• sabahın köründe kalkıp, daha sonra pazartesi sendromu olduğunu anlayacağım duygular eşliğinde tanımadığım kalabalık bir yere götürülmem, bu tanımadığım yerde tanımadığım insanlarla birlikte saatlerce beklemem, erkeklerin şaşkın ve çekingen, kızların ise güzel olması. sonrasında annemin beni gelip alması ve rahatlamam.
  • ilk dersin teneffüsünde annemi bulmak için koştururken koridorda bir öğretmene çarpıp "özür dilerim amca" demek.
  • okula gideceğinin son derece bilincinde olan haminne potansiyelli inek adayı halimle sınıftaki tüm arkadaşlarımın zırıl zırıl ağlarlarken onların anormal olduğunu düşündüğüm, ve bir an önce derse geçmek isteğimle 1.20 boyundaki öğrenme, eğitim aşkıyla coşan küçük bir kız çocuğu olarak baba hadi git artık sen derse başlayalım demem.

    (bkz: o kızı yeniden büyütmeliyim)
  • ağlayan o kadar çok çocuk vardı ki, ben tüm gün sadece onları izledim.

    ama en ilginç olanı bir çocuğun altına işemesi olmuştur.
  • çok sevinçli olduğum sahneler kaldı aklımda. benden bir yaş büyük olan abim ile başladım okula. ilk sabah okul yoluna girdiğimizde koştura koştura şarkı söyleyerek büyük bir keyifle gitmiştik. ben küçük olunca hoca biraz daha büyüsün deyip eve göndermek istemişti ama gitmedim. neresi cazip geldiyse o kafayla okulun, inat edip kaldım. hatta öğretmen derslerine göre bir iki ay içinde yollarım bu kızı okuldan deyince daha bir derslere sarılmıştım. o gün bugündür kim neyi yapamazsın dese yapıyorum. şimdi ki aklım olsa bir yıl daha evde kalır, abim okuldayken evin hakimiyetini ele geçirip misler gibi çizgi filmlerimi izler, uyurdum.
  • (bkz: müstakbel eşim)

    ilkokulun ilk günü insan aşık olur mu, oluyormuş işte. taa o günlerden bugünlere 20 yıl geçmiş aradan ve sonunda evliliğe bir adım uzaktayız.

    edit: evet evlendik.
  • fatih ilk öğretim okulunda okumuştum ilkokulu. ilk girdiğim dakikaları dahi hatırlarım. sınıf tam 115 kişiydi ve bu kadar kalabalığı hayatımda ilk defa görüyordum bir odada. inanılmaz şaşkınlık verici ve yer yer korkutucuydu. sonra ben hiç bir sıraya sığamayınca ilhan elibol isimli hocamız beni kendi sandalyesine oturtmuştu. o günden beri eğitime hastayım. master öğrencisiyim. okumaya devam.

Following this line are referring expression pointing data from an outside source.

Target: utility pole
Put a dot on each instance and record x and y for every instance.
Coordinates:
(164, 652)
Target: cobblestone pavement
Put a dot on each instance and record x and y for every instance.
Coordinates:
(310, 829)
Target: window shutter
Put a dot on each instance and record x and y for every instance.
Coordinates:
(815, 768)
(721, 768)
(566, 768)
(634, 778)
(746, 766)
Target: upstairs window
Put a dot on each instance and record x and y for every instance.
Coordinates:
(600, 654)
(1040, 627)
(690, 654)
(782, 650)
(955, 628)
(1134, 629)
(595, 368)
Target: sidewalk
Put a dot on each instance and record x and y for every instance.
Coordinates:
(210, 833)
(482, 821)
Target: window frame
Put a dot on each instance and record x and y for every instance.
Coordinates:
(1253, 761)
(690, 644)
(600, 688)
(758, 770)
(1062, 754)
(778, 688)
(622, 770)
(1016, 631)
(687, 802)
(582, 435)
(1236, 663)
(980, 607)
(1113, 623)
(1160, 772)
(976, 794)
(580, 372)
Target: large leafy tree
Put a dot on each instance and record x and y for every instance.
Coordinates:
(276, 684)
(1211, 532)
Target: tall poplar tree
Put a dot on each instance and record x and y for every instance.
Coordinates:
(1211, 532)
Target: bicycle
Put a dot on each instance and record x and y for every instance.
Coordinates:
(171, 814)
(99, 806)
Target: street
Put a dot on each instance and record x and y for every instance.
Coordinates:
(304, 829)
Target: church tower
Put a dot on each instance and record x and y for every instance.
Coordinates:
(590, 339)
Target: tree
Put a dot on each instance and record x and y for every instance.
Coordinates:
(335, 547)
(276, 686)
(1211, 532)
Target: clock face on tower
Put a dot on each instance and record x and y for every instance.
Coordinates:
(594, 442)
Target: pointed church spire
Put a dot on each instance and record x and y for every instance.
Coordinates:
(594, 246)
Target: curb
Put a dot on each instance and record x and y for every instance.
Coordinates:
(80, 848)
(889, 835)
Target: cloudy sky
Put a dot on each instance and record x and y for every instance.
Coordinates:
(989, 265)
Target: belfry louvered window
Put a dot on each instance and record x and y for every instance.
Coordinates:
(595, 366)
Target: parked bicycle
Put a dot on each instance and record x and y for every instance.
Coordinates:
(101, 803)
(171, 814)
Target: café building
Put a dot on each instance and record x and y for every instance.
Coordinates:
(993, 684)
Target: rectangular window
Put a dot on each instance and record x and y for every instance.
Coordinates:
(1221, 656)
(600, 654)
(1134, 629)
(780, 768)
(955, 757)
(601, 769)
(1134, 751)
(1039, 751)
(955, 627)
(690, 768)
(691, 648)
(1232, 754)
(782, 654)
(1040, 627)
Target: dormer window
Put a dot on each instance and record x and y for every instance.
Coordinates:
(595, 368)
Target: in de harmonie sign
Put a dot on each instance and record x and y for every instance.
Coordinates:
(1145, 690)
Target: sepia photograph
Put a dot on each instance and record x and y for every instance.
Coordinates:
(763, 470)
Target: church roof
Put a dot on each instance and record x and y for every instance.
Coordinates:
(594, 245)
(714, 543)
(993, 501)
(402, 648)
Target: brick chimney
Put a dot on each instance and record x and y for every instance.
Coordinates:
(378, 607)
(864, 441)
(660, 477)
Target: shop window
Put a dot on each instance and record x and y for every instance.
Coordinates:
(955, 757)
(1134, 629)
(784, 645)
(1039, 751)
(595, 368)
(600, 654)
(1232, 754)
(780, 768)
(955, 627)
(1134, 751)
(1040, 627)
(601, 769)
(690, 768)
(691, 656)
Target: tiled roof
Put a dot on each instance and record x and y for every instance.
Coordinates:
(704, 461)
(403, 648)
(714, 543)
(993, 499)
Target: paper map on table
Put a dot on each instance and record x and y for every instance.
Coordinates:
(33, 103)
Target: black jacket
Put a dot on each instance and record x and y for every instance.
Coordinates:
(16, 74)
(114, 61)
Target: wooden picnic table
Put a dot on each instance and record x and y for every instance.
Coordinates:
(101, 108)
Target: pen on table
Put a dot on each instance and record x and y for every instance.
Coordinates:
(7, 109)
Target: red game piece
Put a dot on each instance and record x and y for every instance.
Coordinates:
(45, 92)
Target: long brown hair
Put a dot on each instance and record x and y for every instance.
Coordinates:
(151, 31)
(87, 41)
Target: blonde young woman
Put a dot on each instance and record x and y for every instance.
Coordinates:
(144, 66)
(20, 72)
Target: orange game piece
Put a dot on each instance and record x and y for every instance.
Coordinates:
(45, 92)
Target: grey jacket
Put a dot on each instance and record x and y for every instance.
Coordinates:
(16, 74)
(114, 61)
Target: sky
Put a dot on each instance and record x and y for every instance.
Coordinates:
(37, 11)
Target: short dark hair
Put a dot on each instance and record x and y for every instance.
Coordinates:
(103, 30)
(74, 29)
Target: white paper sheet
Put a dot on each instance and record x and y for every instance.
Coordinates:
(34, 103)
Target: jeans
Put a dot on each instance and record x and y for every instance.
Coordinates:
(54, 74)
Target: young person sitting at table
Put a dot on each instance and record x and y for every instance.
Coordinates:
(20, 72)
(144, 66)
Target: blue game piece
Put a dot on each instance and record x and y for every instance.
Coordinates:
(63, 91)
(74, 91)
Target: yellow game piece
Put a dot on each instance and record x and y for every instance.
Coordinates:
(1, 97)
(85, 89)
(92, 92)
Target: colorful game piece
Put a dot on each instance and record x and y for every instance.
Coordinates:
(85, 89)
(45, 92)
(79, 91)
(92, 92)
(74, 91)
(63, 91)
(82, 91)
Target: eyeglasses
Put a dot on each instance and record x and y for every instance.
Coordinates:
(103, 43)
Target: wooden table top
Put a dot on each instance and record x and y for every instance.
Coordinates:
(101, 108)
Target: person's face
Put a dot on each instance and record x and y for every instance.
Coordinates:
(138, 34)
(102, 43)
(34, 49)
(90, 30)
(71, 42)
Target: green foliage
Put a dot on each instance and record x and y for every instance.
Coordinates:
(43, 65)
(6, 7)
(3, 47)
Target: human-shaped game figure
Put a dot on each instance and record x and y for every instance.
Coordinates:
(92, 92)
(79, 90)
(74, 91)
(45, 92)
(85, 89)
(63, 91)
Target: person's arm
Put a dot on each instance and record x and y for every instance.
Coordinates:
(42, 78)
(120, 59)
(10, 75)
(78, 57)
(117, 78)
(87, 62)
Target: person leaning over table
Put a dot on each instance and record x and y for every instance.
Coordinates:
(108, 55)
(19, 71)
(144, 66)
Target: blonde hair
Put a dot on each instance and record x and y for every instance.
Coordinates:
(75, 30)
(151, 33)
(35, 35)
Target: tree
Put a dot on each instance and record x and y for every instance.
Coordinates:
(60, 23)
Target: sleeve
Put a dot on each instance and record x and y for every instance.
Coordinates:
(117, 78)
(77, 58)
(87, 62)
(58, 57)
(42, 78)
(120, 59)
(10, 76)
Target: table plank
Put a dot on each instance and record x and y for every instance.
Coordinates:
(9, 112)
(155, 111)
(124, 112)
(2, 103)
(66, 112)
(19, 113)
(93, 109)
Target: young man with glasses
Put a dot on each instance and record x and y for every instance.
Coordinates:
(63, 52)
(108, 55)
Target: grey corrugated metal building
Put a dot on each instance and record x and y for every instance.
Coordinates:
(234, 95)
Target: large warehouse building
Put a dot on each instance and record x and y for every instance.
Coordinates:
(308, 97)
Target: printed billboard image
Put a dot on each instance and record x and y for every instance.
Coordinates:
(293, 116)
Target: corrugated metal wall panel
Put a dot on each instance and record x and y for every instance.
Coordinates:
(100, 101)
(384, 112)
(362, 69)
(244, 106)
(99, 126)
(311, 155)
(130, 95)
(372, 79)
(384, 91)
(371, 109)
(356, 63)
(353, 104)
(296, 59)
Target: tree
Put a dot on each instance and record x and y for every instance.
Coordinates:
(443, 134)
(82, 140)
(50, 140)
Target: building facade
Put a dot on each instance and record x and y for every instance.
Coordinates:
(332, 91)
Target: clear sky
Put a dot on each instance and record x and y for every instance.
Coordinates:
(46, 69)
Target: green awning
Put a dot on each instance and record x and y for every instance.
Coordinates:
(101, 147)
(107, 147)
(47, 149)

    edit: fatih dediğim yer sur içi fatih arkadaşlar. fatih camii'nin yanındaki okul. bp'nin karşısındaki.
  • salya sümük ağlama. derinlikli bir "benim burada ne işim var ?" duygusu. kokulu silgi..
  • 24 sene oldu çok hatırlamıyorum ama ağlamadığımı hatırlıyorum.
  • evimiz okula yakındı bir ana cadde geçip 3-4 sokak sonrasındaydı çok iyi hatırlıyorum tek başıma gitmek istemiştim ve gitmiştimde. daha sınıflara girmeden okulun bahçesinde sıra oluyorduk ve kafamı kaldırıp güneşe bakmıştım bu anı asla unutma demiştim kendi kendime... ne kadar büyük bir olaymış benim için, hiç unutamam o hareketlerimi ve o anı.